Of course there are the conditions that require care. Health care must tend to the entire range of health experience: pregnancy, injuries, diabetic episodes, incontinence, heart attack, arthritis, neurological disease and everything in between. Frailties can come on us suddenly, in a stroke or a fall, or be progressive and chronic, as with asthma or cancer.
In groups or regions, these issues may be spun by cultural tendencies. Some behaviors generate or exacerbate health conditions. And, as the Dartmouth Atlas makes clear, health care providers in different markets may respond to the same conditions with entirely different care and cost patterns.
But our health system also has financial incentives that encourage overtreatment, drive up pricing, keep information isolated, and steer patients to particular sites, often independent of appropriateness or performance. Quality and cost results can vary wildly, depending on which doctor was seen, whether information could be seamlessly exchanged, whether the care was coordinated, and many other factors.
Layer on top of this whether people are willing to engage in their own health. Will they participate in approaches that are designed to identify problems and follow a regimen to manage ongoing conditions?
We also know that incentives can influence lifestyle, how care is accessed and how it is adhered to, and therefore the health outcomes and costs that result. Carrots and sticks can encourage patients to follow rules built around what’s known to work: doctors and services that offer the best value, letting the primary care physician be your patient advocate and guide, bringing specialty information back to the primary care doctor.

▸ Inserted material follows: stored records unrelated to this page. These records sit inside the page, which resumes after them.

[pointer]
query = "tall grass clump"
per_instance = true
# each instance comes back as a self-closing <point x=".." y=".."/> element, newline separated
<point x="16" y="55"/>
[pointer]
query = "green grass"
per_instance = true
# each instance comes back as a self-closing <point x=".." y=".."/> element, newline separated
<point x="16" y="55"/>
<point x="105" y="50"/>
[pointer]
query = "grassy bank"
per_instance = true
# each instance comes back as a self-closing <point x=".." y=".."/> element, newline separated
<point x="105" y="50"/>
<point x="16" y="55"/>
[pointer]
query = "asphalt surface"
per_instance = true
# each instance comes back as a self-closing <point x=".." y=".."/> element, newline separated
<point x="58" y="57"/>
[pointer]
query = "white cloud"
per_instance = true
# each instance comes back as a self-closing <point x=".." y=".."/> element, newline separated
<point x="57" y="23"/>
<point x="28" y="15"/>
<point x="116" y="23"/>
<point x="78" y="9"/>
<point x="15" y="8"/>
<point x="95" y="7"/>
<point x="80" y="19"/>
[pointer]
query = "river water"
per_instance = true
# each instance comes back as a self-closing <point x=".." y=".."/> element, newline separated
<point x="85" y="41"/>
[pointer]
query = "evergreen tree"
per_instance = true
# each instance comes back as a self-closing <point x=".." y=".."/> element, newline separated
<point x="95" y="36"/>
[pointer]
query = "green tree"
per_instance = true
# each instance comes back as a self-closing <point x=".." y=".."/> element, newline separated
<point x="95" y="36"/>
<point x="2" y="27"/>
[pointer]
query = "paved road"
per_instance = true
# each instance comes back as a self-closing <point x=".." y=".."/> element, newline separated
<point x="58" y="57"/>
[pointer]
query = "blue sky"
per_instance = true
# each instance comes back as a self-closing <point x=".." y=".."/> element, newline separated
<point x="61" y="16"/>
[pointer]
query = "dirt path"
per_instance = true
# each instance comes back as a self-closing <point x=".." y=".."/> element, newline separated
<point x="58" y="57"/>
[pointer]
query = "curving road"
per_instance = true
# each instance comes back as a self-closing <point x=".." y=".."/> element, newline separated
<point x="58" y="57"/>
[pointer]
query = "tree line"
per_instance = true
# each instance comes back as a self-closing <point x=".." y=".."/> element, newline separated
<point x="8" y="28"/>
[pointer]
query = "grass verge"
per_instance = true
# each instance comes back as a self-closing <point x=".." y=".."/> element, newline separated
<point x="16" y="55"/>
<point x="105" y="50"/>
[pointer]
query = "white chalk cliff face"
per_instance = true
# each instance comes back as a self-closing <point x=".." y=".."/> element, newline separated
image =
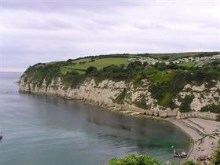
<point x="107" y="92"/>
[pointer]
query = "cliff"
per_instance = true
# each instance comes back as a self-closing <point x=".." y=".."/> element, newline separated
<point x="124" y="97"/>
<point x="135" y="85"/>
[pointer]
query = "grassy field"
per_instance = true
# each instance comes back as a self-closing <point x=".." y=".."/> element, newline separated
<point x="82" y="64"/>
<point x="188" y="64"/>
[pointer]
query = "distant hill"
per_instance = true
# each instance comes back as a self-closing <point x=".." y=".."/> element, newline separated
<point x="167" y="84"/>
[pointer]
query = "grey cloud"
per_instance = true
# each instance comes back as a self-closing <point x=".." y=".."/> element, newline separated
<point x="42" y="31"/>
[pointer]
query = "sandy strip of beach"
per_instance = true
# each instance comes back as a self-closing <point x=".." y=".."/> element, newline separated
<point x="196" y="128"/>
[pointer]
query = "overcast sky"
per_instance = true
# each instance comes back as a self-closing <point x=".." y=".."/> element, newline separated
<point x="34" y="31"/>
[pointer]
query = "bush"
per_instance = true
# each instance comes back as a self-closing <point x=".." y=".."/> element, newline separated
<point x="185" y="106"/>
<point x="135" y="160"/>
<point x="216" y="157"/>
<point x="211" y="108"/>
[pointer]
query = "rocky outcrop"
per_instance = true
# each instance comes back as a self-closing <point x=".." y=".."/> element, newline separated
<point x="124" y="97"/>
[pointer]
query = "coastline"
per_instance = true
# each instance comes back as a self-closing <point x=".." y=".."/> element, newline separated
<point x="193" y="127"/>
<point x="196" y="128"/>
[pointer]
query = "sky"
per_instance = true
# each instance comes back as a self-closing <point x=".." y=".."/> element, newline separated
<point x="33" y="31"/>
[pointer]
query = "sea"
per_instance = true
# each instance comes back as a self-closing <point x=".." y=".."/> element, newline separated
<point x="47" y="130"/>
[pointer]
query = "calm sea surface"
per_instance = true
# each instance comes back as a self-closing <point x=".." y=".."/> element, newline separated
<point x="41" y="130"/>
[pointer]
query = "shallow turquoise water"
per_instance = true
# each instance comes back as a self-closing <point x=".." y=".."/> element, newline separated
<point x="41" y="130"/>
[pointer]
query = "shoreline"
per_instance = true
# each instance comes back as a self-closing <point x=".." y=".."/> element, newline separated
<point x="196" y="128"/>
<point x="193" y="127"/>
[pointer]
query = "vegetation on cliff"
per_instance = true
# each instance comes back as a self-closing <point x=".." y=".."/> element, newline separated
<point x="167" y="79"/>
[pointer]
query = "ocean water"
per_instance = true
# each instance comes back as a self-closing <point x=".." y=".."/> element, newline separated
<point x="41" y="130"/>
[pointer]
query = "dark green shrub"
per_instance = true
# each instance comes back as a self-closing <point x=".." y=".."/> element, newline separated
<point x="134" y="160"/>
<point x="185" y="105"/>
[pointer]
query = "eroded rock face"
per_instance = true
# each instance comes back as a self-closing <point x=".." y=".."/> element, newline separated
<point x="106" y="92"/>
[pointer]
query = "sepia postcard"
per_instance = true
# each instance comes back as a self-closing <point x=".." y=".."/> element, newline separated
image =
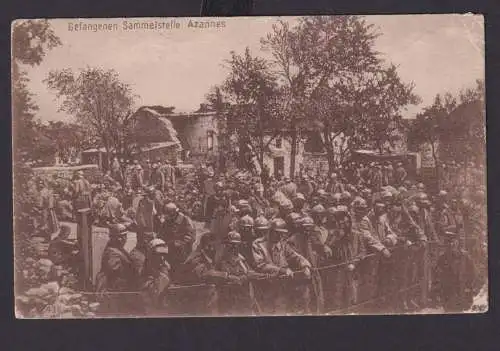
<point x="249" y="166"/>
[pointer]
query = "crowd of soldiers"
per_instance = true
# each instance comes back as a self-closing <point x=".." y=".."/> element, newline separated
<point x="274" y="233"/>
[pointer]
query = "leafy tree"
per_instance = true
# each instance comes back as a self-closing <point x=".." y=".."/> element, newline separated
<point x="253" y="105"/>
<point x="101" y="103"/>
<point x="67" y="138"/>
<point x="337" y="83"/>
<point x="31" y="39"/>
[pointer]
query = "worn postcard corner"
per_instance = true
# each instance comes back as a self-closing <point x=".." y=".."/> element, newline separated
<point x="252" y="166"/>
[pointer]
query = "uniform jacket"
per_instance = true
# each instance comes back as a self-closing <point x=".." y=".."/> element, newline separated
<point x="145" y="213"/>
<point x="117" y="271"/>
<point x="271" y="258"/>
<point x="381" y="228"/>
<point x="179" y="236"/>
<point x="363" y="228"/>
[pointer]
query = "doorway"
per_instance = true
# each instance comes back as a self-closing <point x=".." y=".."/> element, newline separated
<point x="279" y="166"/>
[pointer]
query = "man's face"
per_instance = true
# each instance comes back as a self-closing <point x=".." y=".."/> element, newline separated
<point x="275" y="236"/>
<point x="233" y="249"/>
<point x="210" y="248"/>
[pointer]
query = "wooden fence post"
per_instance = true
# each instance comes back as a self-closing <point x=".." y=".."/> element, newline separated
<point x="426" y="277"/>
<point x="84" y="235"/>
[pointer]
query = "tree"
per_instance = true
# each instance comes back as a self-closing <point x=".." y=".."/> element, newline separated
<point x="215" y="102"/>
<point x="31" y="39"/>
<point x="68" y="138"/>
<point x="336" y="81"/>
<point x="253" y="105"/>
<point x="101" y="103"/>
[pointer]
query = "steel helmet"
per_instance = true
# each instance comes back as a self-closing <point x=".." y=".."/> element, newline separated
<point x="261" y="222"/>
<point x="322" y="192"/>
<point x="286" y="205"/>
<point x="337" y="197"/>
<point x="299" y="197"/>
<point x="158" y="246"/>
<point x="318" y="210"/>
<point x="307" y="222"/>
<point x="117" y="229"/>
<point x="233" y="237"/>
<point x="359" y="203"/>
<point x="246" y="221"/>
<point x="345" y="195"/>
<point x="170" y="208"/>
<point x="279" y="225"/>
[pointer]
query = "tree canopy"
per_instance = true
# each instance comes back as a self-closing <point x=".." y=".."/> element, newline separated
<point x="99" y="101"/>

And then there’s just plain poor health and bad luck, which drive catastrophic cases, the fastest growing area of health care cost. People in automobile accidents or suffering major illness. Munich Re recently reported that the percentage of cases that exceed $1 million grew seven-fold over the past decade. Many high cost cases involve misdiagnosis and mismanagement that result in poor quality and excessive cost, one reason behind Walmart’s recent Center-of-Excellence contract announcement.
Multi-Vectored Problems Require Multi-Vectored Solutions
The deeper point is that much of this turmoil can be managed more effectively but that doing so requires a multi-focused effort. The emerging models for improving care and cost can’t only rely on primary care, or selecting better doctors and hospitals, but will leverage incentives, data-driven narrow networks, volume-based contracts, clinical decision support, care-neutral reimbursement, and a host of other mechanisms that can bring health care back into homeostasis.
In other words, the new way of managing care isn’t just about replacing a higher cost service out on the plan with a lower cost one in the clinic. It’s about changing the care patterns and many of the structures that support that care. It’s about better ways to manage the processes that undergird care and cost. And while it may be difficult to precisely forecast the result each time, it isn’t hard to understand that the path to that result is less rigged, better for the patient and better for the purchaser.